# Compact FPGA Implementation of 32-bits AES Algorithm Using Block RAM

Chi-Wu Huang<sup>1</sup>, Chi-Jeng Chang<sup>1</sup>, Mao-Yuan Lin<sup>1</sup>, Hung-Yun Tai<sup>2</sup>
\*1 Institute of Applied Electronics Technology \*2 Department of Industrial Education
National Taiwan Normal University

Abstract-Hardware implementation Advanced Encryption Standard (AES) algorithm has been in intensive discussion since its first publication by National Institute of Standards and Technology (NIST) in 2000, especially in high throughput over 1 Giga bits per second (Gbps).
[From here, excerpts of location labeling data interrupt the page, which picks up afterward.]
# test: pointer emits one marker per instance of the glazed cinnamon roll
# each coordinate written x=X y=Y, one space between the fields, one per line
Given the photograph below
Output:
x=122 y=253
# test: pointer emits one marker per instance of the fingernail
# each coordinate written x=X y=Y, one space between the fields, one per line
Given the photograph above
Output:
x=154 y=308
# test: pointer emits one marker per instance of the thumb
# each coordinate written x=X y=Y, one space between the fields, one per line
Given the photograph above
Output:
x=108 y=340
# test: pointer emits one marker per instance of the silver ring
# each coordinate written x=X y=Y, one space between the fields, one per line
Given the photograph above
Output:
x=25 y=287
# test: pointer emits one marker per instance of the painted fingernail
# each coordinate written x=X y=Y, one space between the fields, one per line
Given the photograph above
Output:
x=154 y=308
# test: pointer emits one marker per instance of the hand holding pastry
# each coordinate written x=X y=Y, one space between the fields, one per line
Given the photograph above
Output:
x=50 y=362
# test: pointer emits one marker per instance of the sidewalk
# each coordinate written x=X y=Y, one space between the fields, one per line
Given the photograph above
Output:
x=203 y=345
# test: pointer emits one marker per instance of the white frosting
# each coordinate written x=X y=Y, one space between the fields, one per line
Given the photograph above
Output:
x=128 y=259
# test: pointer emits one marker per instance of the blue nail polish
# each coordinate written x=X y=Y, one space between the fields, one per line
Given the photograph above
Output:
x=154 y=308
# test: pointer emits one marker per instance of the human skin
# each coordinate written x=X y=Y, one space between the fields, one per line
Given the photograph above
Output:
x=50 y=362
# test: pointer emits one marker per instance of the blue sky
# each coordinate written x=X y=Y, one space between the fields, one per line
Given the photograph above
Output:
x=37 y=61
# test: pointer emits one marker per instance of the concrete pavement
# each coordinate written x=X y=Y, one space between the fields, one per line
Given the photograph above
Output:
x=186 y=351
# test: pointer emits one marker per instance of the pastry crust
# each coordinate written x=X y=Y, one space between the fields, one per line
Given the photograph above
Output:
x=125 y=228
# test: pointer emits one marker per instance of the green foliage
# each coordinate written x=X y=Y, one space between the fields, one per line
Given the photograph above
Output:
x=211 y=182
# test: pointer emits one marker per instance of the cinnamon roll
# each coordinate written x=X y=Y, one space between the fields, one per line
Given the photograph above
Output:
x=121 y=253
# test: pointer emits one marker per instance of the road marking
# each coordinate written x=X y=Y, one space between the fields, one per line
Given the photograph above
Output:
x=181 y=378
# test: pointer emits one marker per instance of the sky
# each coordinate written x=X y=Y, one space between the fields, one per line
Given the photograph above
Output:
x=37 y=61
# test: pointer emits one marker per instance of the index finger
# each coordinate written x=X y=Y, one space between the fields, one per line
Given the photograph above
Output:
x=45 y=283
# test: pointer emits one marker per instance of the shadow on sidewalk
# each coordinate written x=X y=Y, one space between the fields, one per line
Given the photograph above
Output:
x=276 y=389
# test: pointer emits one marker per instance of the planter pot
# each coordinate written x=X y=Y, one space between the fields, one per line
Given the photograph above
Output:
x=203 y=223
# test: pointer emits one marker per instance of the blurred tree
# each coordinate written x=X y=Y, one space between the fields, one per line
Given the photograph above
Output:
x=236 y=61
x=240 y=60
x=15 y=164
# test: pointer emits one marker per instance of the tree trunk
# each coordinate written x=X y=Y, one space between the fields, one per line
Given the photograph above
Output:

However, the studies of low area, low power and low cost implementations, which usually have throughput less than 1Gbps and use the datapath less than 32-bit, have been appearing recently in ASIC as well as in FPGA for wireless communication and embedded hardware application. This paper proposes a 32-bit datapath implementation in small Xilinx FPGA Chip (Spartan-3 XC3S200). It uses 148 slice, 11 Block RAMs (BRAMs) and achieves the data stream of 647 Mega bits per second ( Mbps) at 287 MHz working frequency. It obtains 3.4 times improvement to the best known similar design in terms of ratio throughput per area (Throughput/Area), and 20% smaller in slice area.

### I. INTERODUCTION

Since the National Institute of Standards and Technology (NIST) selected the Rijndael Algorithm as a new Advanced Encryption Standard[1] in 2000, many hardware implementation **AES** for high-throughput of design[2][3][4][5] have been proposed. They typically unroll the loops with AES algorithm followed by pipelining of 128-bit data-path to achieve the order of tens Giga bit per second (Gbps). These designs are used mostly for high end devices such as accelerator cards for e-commercial services and secure trunk communication.

However, the 32-bit AES implementation started presenting after 2003 for low area and lower throughput applications. Such as PDAs, wireless network and embedded devices. Chodowiec [2] and Rouvroy [3] both have their 32-bit AES implementations. Table II in Section 4 has more detail.

This paper proposes a 32-bit AES implementation on Xilinx apartan-3(XC3S200) using 148 slice, 11 BRAMs and achieving 647 Mbps at 287MHz working frequency, it has throughput 3 times faster, 20% smaller slice area, and 3.4 times up in throughput/Area than those of [7].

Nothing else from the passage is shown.